Buraya kadar her şey çok güzel giderken, sıcak bir yaz günü çok samimi arkadaşlarımdan biri, “bu amca öğlende eve geldiğinde üzerine su dökelim” dedi. Çocukluk aklı, bana da fikir çok güzel geldi. 1 kova suyu hazırlayıp, balkonda mevzilendik. Güneşin altında bekliyoruz ama amca bir türlü gelmiyor. Tam biz vazgeçmek üzereyken, asker amcanın merdivenlerden indiğini gördük.

Başka bir şey olsa belki isabet ettiremezdik ama tam isabetle bir kova soğuk suyu zavallı adamın üstüne döktük. Son saniyede sırılsıklam olduğunu gördüğümü hatırlıyorum. Yüzbaşı amca yukarı bakamadan da hemen içeri kaçtık.

İnanır mısınız, bizim amca çok fazla patırtı bile çıkartmadı. O kadar kaliteli bir insandı ki, yukarlara doğru bakıp, “ayıp ama bu sizin yaptığınız, böyle şey yapılır mı” gibilerden bir şeyler bağırdı ve apartmanın arkasına dolaşarak evine gitti. Ne yaptığımızın çok da farkında değildik ama yine de asker amcanın bu kaliteli davranışı kendimizi çok kötü hissetmemize neden oldu.

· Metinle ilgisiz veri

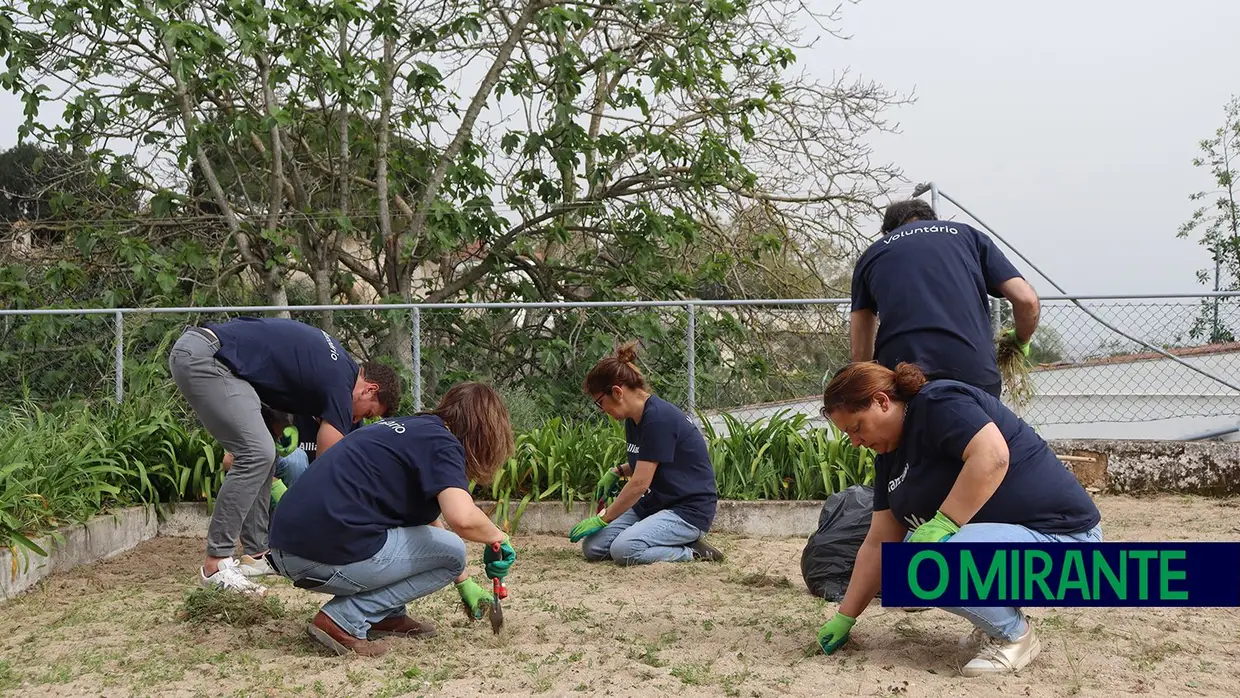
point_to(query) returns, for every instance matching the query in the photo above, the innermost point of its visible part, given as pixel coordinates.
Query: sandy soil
(743, 627)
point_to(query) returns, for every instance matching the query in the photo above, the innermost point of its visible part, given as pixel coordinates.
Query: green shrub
(65, 463)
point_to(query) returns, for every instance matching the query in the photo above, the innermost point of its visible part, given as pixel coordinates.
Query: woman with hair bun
(954, 466)
(670, 500)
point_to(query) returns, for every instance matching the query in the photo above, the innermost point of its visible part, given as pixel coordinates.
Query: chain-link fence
(745, 360)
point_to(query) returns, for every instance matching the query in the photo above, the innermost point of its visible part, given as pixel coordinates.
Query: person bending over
(363, 526)
(227, 372)
(955, 466)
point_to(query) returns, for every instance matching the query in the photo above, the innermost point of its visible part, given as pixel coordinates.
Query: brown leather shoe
(403, 626)
(334, 637)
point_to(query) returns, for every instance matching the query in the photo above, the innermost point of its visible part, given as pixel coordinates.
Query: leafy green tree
(592, 151)
(1217, 220)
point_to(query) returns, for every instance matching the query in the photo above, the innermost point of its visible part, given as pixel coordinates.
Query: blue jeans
(412, 563)
(289, 469)
(1008, 622)
(661, 537)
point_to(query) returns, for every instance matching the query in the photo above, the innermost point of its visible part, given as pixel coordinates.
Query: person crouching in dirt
(363, 526)
(668, 503)
(955, 466)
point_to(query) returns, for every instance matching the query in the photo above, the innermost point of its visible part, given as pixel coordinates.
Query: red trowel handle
(499, 588)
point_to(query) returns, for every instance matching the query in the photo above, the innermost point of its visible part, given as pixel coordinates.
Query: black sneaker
(702, 551)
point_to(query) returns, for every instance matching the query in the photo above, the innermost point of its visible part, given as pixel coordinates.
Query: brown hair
(854, 386)
(615, 370)
(388, 382)
(479, 419)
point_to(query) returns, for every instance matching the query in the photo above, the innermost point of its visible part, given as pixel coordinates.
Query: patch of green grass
(760, 580)
(57, 672)
(692, 673)
(1150, 655)
(203, 606)
(396, 686)
(8, 677)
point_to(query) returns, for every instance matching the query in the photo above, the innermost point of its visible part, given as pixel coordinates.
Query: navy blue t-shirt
(929, 283)
(1037, 491)
(293, 367)
(685, 477)
(385, 475)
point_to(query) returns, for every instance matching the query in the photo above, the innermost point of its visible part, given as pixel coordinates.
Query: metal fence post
(120, 356)
(417, 358)
(690, 336)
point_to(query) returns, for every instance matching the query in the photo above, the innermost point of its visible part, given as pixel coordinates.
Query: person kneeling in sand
(670, 500)
(362, 525)
(955, 465)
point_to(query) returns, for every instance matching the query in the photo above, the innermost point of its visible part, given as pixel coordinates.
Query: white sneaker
(1000, 656)
(254, 567)
(230, 578)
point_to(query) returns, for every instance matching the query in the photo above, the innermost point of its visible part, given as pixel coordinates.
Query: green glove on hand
(288, 441)
(935, 531)
(474, 598)
(835, 632)
(606, 485)
(587, 527)
(497, 563)
(1009, 337)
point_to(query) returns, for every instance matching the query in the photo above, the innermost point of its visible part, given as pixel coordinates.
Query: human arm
(986, 463)
(867, 575)
(864, 582)
(463, 575)
(862, 331)
(863, 320)
(964, 430)
(633, 490)
(1026, 308)
(465, 518)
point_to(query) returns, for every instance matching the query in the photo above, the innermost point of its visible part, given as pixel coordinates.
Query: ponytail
(854, 386)
(620, 368)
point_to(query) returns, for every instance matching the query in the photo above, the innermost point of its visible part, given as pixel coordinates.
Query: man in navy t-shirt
(362, 526)
(226, 372)
(925, 285)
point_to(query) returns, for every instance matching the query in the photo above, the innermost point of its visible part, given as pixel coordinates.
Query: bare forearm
(1026, 319)
(866, 579)
(862, 334)
(625, 500)
(974, 487)
(463, 575)
(478, 527)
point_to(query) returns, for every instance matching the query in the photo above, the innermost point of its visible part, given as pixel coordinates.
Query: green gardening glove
(935, 531)
(497, 562)
(587, 527)
(1008, 336)
(474, 598)
(835, 632)
(288, 441)
(606, 486)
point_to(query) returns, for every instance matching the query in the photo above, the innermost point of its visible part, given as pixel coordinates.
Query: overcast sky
(1068, 127)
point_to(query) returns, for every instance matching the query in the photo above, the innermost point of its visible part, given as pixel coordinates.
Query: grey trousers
(230, 410)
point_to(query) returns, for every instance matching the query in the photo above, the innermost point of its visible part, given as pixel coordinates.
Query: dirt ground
(742, 627)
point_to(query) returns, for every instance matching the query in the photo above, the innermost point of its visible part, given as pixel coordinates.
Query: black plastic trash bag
(828, 556)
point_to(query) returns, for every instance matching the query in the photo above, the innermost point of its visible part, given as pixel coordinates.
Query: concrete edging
(757, 518)
(102, 537)
(1133, 466)
(1148, 466)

Bu olayın ardından, hiçbir zaman cesaretimizi toplayıp da, “o suyu biz dökmüştük” diyemedik. Adamcağız bizi seviyordu ve o sevgiyi kaybetmek istemiyorduk. Bizden şüphelenmiş miydi acaba? Kim bilir, belki de bizim yapmış olabileceğimize hiç ihtimal vermemiştir. Bizim de onu sevdiğimizi düşünüyordu. İşin garip yanı, seviyorduk da ama su dökme fikri de o an için çok cazip gelmişti.
Aradan 50 yıl geçti. Bu sabah düşündüğüm zaman halen bu konu da kendimi kötü hissediyorum. Adamcağız öğlen yemeğine eve gelmiş ve başından aşağıya bir kova su boşaltılmış. Duruma bakar mısınız? Bir tas filan değil, tam bir kova su. Yün donuna kadar ıslanmıştır. Ne düşünüyorduk da bir kova su dökmeye karar verdik hiç hatırlamıyorum. Bir tas suyun az olacağını düşündük her halde.

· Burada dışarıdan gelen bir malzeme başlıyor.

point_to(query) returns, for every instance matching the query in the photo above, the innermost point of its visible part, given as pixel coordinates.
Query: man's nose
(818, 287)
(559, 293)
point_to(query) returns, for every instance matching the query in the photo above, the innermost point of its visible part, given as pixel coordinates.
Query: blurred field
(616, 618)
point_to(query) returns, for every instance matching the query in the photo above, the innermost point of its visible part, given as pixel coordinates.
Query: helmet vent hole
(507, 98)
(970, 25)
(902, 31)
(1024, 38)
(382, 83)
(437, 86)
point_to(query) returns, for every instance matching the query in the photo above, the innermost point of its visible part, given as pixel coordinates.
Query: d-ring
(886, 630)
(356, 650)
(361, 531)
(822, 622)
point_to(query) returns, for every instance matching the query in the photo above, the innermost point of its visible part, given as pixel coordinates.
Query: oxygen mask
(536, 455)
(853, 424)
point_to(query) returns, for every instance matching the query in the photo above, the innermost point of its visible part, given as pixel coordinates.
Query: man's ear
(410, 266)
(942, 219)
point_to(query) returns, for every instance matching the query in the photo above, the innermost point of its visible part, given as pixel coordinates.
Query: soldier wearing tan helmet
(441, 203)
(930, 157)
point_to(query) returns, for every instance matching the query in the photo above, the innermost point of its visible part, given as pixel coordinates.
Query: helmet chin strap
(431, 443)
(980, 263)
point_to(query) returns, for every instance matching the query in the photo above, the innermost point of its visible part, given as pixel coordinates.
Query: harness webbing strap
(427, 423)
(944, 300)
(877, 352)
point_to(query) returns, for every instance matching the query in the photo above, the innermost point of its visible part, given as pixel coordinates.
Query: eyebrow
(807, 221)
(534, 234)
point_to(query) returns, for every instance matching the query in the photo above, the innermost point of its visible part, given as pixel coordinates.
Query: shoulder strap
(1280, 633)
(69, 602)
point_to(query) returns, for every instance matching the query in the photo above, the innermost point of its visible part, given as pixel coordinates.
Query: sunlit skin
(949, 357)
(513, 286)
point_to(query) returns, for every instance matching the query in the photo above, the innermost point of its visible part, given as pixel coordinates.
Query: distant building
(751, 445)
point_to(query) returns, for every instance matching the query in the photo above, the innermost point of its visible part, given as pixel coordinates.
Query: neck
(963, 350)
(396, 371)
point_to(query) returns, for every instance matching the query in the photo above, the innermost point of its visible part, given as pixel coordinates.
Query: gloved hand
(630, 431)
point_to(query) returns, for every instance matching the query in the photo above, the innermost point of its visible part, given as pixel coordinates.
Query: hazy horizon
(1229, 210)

Asker amca işine geri gidecek. Başka bir takım elbise giyip gidemez. Hazırda başka üniforması var mıydı bilmiyorum ama umarım çok zor durumda bırakmamışızdır.

Güler yüzlü, yakışıklı asker gibi asker; senden çok özür diliyorum. O gün, o suyu biz dökmüştük. O anda bile öyle kaliteli bir duruş sergiledin ki, bana ömür boyu unutamayacağım bir ders oldu.

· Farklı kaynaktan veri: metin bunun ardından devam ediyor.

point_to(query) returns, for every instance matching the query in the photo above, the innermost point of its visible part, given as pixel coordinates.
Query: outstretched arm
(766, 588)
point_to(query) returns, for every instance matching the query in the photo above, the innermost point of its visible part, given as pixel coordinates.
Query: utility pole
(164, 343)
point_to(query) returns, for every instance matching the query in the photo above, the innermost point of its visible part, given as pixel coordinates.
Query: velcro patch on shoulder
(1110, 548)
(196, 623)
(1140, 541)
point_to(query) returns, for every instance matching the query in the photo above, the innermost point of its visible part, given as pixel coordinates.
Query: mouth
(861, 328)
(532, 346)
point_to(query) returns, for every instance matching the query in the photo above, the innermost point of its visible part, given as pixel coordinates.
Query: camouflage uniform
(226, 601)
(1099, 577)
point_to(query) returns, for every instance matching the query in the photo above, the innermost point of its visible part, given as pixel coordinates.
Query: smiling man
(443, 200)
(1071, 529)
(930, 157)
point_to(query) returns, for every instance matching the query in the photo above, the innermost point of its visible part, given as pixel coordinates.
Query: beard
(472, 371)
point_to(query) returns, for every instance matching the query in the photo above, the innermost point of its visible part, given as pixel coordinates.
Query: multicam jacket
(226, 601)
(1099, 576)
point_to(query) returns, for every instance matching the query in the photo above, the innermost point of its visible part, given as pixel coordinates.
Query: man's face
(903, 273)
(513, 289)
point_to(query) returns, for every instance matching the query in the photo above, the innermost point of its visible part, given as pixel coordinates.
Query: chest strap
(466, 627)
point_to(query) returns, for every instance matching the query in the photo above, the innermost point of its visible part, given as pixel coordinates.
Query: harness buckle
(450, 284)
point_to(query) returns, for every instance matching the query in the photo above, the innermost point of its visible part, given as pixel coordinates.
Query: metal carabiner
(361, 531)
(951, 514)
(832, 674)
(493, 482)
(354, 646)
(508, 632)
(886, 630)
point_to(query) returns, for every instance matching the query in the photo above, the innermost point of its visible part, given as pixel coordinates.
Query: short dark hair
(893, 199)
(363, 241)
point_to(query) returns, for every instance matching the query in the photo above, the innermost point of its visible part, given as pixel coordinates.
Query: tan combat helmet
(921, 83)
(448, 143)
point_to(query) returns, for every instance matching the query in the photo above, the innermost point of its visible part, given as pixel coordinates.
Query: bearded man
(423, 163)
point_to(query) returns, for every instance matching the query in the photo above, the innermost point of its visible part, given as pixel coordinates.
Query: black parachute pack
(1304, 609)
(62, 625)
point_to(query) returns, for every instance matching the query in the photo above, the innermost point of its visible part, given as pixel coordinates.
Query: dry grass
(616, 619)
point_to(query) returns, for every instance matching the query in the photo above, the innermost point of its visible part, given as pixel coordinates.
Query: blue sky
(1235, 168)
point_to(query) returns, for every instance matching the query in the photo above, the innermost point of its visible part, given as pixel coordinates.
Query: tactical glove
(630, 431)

Asker amca, sen kaliteli bir insandın. Hayattaysan sana sağlıklı, mutlu günler diliyorum. Artık bizle değilsen mekânın cennet olsun. Her zaman söylediğim gibi; kalite bir sertifika değil, en sıkıntılı anlarda bile değişmeyen, bir yaşam şeklidir.